I steel myself. Raise my chin in the air.

And march toward that office, ready to slay.

Chapter39

Gareth

The cork pops from the bottle and I pour two glasses. “Congratulations,” I say, grinning as Fiona takes her drink. “I knew you’d get it.”

I toast her and pour a long swallow down my throat, stomach a bubbling mess of conflicting emotions. I keep it to myself.

She smiles at me, takes a sip, and leans up against the counter. “You were so confident, but, man, I really thought I screwed it up. I mean, the guy asked about my family, and I actually told him my parents are swingers. On an interview! What is wrong with me!”

“Okay, yes, that’s admittedly not the best thing to say.”

“He must’ve thought it was funny, thank god, because I’m pretty sure I was like one oversharing story away from a sexual harassment law suit.”

“At least you’d have a good lawyer,” I say with a grin.

She sighs, shaking her head at me. But she’s smiling. “Seriously, I thought I blew it. Then Janine called the next day and was, like, they’re offering me the job, and I just…” She trails off, grinning so big I think her face might fall apart.

I love this moment. It feels so good, watching her this happy—but it’s also bittersweet, knowing she’s definitely not coming to Boston with me.

Which is selfish, I know. She should revel in her victory. I know few things feel better than standing in front of a judge and hearing the verdict I wanted. There’s nothing better than winning.

Except for maybe keeping Fiona by my side.

Some stupid voice in the back of my head wonders, what would happen if she didn’t get the job? I did everything I could to help that happen, but what if she still didn’t?

Or even worse, what if she turned it down to come with me anyway?

I want her. I still want her. If she told me now that she’s not taking the job because she wants to come with me to Boston, I’d be pissed, I might try to talk her out of it—but I’d bring her.

Because I’m still a selfish piece of shit at the end of the day.

This is better for her. Less dangerous, more fulfilling. She doesn’t need me to be happy.

But lately, I think I need her.

She walks into the living room and collapses on the couch.

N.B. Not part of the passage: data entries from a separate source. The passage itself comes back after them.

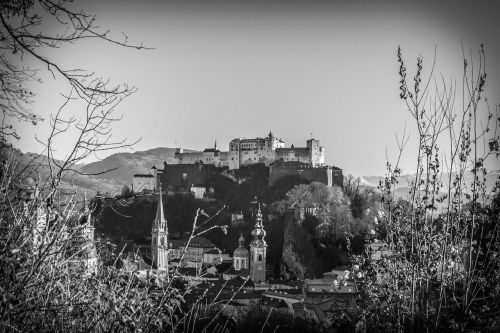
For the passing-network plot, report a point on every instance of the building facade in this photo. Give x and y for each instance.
(258, 251)
(243, 151)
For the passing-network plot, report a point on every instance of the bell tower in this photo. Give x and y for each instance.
(159, 244)
(258, 249)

She sighs, head tilted back, glass to her lips. I hesitate nearby, looking at her long legs in her tight skirt, at her sultry lips pressed together, at the giddy-and-happy look in her eyes. She’s so fucking beautiful, it kills me. I clench my jaw, trying to keep it together.

She smiles at me, head tilted. “What? You’re staring.”

“Just thinking logistics, that’s all.”

“What sort of logistics?” She sighs and stretches, making this gorgeous little groaning sound. My heart reacts, racing against my will.

I sit on the arm. “Like where you’ll live.”

She hesitates. A moment of panic enters her eyes. “I hadn’t considered that. You’re going to sell this place, right?”

“Not necessarily. I was thinking you could stay here.”

She sits up, blinking at me. “Seriously?”

“It’d be good.” I slip off the arm, landing next to her. “It’d keep our fake-long-distance thing looking legit if you’re still in my apartment, and it’d also give you a place to stay. You know, on account of the fire.”